Dozens of metal and wooden tents cling to the rocky hillside, just outside of Jerusalem along the road leading to the Dead Sea, while the unmistakable red roofs of Israeli settlements peak out from behind opposite hilltops.
For 49-year-old Eid Hamis Jahalin, this quiet spot symbolises the potential centre of peace in the region, and one thing is clear: his family must be allowed to stay in its community.
“The Bedouin are fighting to exist (here) since 1967. Israel has been trying to displace us since then,” Jahalin said, sipping tea in the shade of his family’s tent in the village of Khan Al-Ahmar. The Bedouin are an indigenous people
“The whole world is talking about two states and two governments. If they get the Jahalin out of here, the border of Jerusalem will be the Dead Sea and the Jordan Valley. After that, where can you have two states?” Jahalin told IPS.
Last week, local human rights groups announced that the Israeli Ministry of Defence is soon expected to unveil a new relocation plan for almost two dozen Bedouin communities living in the Jerusalem periphery, including Khan Al-Ahmar.
This proposal involves forcibly displacing some 3,000 Jahalin Bedouin to an area in Nwei’mah near the city Jericho in the Jordan Valley, which would be under Palestinian Authority control.
“It would put them all together in blocks of 800 units, which of course were not created according to the needs of these communities. They are very small plots. The density is too high. There will be no area for grazing, and this area is already used by other Bedouin communities,” said Alon Cohen-Lifshitz, an architect with Israeli planning rights group Bimkom.
The new plan would also place the Jahalin community between numerous restricted areas, including an Israeli closed military zone, checkpoint and settlements, and a Palestinian Authority security forces training area.
The Israeli government, however, says moving the Bedouin from their current location will greatly improve the quality and level of services they receive.
“They are living there illegally and we are looking at a series of options,” Guy Inbar, spokesperson for the Israeli Civil Administration, told The Media Line, adding that no plan has been finalised yet.
“We want the Bedouin to live in an area where they get all the infrastructure they need, like water and electricity, instead of living in tents that could be demolished.”
The Israeli Civil Administration is an Israeli military body that governs Area C of the occupied West Bank, which accounts for 60 percent of all the West Bank. Area C is under full Israeli control, and the Civil Administration regulates all Palestinian building and planning therein.
According to Cohen-Lifshitz, numerous Israeli restrictions have made it so that Palestinian construction in Area C is only allowed on one percent of the land.
“They are trying to create a huge pressure with the demolition orders, with other restrictions, and creating what’s called the silent transfer. If (Palestinians) understand that they cannot live freely in Area C, then people will move to Area A and B, where they can build and live without restrictions,” he told IPS.
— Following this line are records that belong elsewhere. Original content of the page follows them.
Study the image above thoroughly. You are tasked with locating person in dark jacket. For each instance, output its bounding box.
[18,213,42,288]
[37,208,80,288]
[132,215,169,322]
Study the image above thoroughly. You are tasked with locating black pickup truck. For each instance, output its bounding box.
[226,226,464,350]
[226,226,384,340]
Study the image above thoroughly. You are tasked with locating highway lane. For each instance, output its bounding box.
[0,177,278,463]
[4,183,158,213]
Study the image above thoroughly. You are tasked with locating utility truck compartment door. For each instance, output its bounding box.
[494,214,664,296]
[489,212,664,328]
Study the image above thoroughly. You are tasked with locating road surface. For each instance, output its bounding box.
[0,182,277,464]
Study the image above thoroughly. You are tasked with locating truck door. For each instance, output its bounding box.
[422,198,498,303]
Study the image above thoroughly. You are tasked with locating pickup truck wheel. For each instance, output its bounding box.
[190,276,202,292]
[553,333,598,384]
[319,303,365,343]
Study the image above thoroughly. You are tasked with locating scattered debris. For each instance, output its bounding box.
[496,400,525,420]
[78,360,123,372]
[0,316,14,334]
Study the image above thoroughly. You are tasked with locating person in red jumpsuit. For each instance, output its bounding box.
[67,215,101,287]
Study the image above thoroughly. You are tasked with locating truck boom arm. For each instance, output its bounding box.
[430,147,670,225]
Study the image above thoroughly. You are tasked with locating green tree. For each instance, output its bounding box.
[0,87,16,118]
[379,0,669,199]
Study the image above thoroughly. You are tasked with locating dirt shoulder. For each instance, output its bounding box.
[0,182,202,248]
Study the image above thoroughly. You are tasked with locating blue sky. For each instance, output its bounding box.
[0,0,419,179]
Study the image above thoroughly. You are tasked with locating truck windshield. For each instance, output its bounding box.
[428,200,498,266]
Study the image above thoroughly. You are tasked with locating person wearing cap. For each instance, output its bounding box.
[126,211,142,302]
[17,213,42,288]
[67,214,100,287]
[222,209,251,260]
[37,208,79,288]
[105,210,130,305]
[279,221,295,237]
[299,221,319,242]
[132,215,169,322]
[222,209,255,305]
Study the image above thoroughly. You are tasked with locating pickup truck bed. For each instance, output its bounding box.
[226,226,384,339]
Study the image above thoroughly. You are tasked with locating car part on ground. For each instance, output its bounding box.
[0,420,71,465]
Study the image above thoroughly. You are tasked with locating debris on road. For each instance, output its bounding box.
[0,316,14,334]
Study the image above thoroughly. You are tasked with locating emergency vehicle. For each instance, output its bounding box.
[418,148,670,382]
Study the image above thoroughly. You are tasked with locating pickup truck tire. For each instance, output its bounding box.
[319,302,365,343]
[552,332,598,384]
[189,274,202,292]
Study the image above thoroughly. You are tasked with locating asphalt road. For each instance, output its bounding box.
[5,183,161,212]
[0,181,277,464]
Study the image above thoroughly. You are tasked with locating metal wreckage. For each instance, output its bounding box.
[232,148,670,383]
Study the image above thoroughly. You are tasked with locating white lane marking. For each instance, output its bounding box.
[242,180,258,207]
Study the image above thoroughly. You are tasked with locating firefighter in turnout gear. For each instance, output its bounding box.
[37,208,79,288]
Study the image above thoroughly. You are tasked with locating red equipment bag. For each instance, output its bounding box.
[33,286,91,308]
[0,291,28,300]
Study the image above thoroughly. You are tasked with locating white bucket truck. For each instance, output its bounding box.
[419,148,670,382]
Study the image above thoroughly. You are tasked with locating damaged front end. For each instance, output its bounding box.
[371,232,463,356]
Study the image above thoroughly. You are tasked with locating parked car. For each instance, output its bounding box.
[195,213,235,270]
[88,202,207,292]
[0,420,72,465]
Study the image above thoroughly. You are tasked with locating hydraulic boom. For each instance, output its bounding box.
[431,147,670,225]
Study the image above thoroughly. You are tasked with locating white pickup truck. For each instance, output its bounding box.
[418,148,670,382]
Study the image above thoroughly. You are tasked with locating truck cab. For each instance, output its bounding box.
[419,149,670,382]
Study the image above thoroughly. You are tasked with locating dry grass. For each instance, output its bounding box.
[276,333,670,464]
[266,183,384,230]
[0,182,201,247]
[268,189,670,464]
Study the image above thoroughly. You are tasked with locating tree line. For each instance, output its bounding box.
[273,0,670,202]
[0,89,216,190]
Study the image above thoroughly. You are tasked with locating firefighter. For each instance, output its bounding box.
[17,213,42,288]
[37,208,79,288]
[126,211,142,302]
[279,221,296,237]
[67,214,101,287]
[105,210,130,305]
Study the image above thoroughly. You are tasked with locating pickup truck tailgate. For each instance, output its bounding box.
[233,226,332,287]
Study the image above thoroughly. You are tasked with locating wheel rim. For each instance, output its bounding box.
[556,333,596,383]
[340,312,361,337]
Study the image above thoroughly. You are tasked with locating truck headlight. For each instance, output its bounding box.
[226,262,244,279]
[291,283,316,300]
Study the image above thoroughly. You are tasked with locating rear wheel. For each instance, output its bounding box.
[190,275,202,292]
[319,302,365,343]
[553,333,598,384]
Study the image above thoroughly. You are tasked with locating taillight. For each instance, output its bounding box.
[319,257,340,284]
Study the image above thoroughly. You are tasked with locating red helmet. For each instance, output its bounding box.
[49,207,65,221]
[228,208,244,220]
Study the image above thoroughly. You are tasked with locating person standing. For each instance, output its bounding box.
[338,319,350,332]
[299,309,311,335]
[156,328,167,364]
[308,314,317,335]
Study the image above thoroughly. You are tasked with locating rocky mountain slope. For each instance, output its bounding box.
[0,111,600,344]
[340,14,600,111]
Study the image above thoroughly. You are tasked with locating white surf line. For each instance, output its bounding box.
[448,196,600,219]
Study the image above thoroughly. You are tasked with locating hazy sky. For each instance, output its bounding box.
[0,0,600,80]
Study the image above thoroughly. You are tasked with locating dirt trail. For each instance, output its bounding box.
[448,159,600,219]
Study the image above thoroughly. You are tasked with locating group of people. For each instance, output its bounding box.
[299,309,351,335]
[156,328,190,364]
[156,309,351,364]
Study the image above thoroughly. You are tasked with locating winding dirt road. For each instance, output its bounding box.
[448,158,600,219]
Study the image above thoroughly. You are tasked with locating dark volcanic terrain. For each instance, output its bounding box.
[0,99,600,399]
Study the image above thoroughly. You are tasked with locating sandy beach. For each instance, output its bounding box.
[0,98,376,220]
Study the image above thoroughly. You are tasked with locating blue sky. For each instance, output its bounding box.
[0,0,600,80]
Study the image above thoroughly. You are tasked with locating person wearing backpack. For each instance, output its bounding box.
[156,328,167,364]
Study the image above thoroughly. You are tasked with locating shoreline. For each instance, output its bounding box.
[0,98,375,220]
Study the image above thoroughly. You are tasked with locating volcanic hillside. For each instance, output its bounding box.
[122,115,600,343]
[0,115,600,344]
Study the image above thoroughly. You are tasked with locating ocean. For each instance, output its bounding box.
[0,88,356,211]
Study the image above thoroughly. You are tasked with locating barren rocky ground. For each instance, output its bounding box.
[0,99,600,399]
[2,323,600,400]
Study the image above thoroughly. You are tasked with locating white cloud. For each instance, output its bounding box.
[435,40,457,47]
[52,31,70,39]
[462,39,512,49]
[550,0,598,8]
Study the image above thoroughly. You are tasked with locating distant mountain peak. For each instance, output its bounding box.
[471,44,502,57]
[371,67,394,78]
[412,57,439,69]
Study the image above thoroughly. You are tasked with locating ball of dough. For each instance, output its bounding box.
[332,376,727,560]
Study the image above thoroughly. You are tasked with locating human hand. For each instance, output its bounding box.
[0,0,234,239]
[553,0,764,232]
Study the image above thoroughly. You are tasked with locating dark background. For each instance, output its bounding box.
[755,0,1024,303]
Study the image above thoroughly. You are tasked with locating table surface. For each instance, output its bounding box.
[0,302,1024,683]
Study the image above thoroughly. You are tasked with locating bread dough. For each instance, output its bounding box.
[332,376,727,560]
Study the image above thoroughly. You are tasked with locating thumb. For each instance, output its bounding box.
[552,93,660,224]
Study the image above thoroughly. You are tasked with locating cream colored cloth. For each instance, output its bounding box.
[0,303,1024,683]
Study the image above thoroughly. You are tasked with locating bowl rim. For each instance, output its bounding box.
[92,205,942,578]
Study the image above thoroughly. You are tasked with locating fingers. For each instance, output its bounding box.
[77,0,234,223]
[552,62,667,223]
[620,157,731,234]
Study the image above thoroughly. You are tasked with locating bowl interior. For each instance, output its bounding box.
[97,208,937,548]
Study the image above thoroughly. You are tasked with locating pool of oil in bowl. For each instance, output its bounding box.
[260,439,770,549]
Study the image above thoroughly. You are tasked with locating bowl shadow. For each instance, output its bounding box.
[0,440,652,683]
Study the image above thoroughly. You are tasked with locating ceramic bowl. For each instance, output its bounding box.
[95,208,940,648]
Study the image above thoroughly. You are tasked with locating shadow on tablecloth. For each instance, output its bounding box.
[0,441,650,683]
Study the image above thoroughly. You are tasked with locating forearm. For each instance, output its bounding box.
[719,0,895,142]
The Jahalin Bedouin tribe was evicted from its land near Tel Arad, in Israel’s southern Negev desert region, in the early 1950s. Since then, the community has lived on the outskirts of Jerusalem. It is now surrounded by a handful of Israeli settlements, including the mega-settlement Ma’ale Adumim, which has a population of 40,000.
Residents of Khan Al-Ahmar don’t have access to running water or electricity, and each structure in the village, including the local school, is subject to an Israeli demolition order. Israeli settlement expansion – including construction in the E-1 corridor located near Khan Al-Ahmar – also continues to threaten the village. The expansion would sever East Jerusalem from the rest of the West Bank.
In the late 1990s, in an earlier effort to expand Ma’ale Adumim, Israel displaced 200 Bedouin families living near Jerusalem to a new location near the municipal dumping grounds in Abu Dis, posing a serious health hazard for residents.
“Previously relocated families report negative consequences, including health concerns, loss of livelihood, deteriorated living conditions, loss of tribal cohesion and erosion of traditional lifestyles,” the United Nations Office for the Coordination of Humanitarian Affairs (OCHA) found.
The latest round of expulsions was quietly unveiled in October 2011, with the Israeli Civil Administration hinting that approximately 27,000 Bedouins would be evicted from their homes in the Jordan Valley area within three to six years.
The first phase of this plan – which was met with staunch local and international condemnation – involved expelling the Jahalin near Ma’ale Adumim.
At the time, the UN Relief and Works Agency (UNRWA), which supports Palestinian refugees, stated that efforts to move the Jahalin, “may amount to individual and mass forcible transfers and forced evictions contrary to international humanitarian and international human rights law”.
According to Eid Jahalin in Khan Al-Ahmar, the Israeli government must abandon its new plan to relocate the community. The state has only two options, he said: allow the Jahalin to live peacefully in their current location, or let them go back to their original lands in the Negev.
“I want to live in a Bedouin village,” Jahalin said. “It’s like being a sardine in a tin, one next to another. Take that (relocation) plan and show it to Israelis and see if they would want to live there. Nobody would live there.”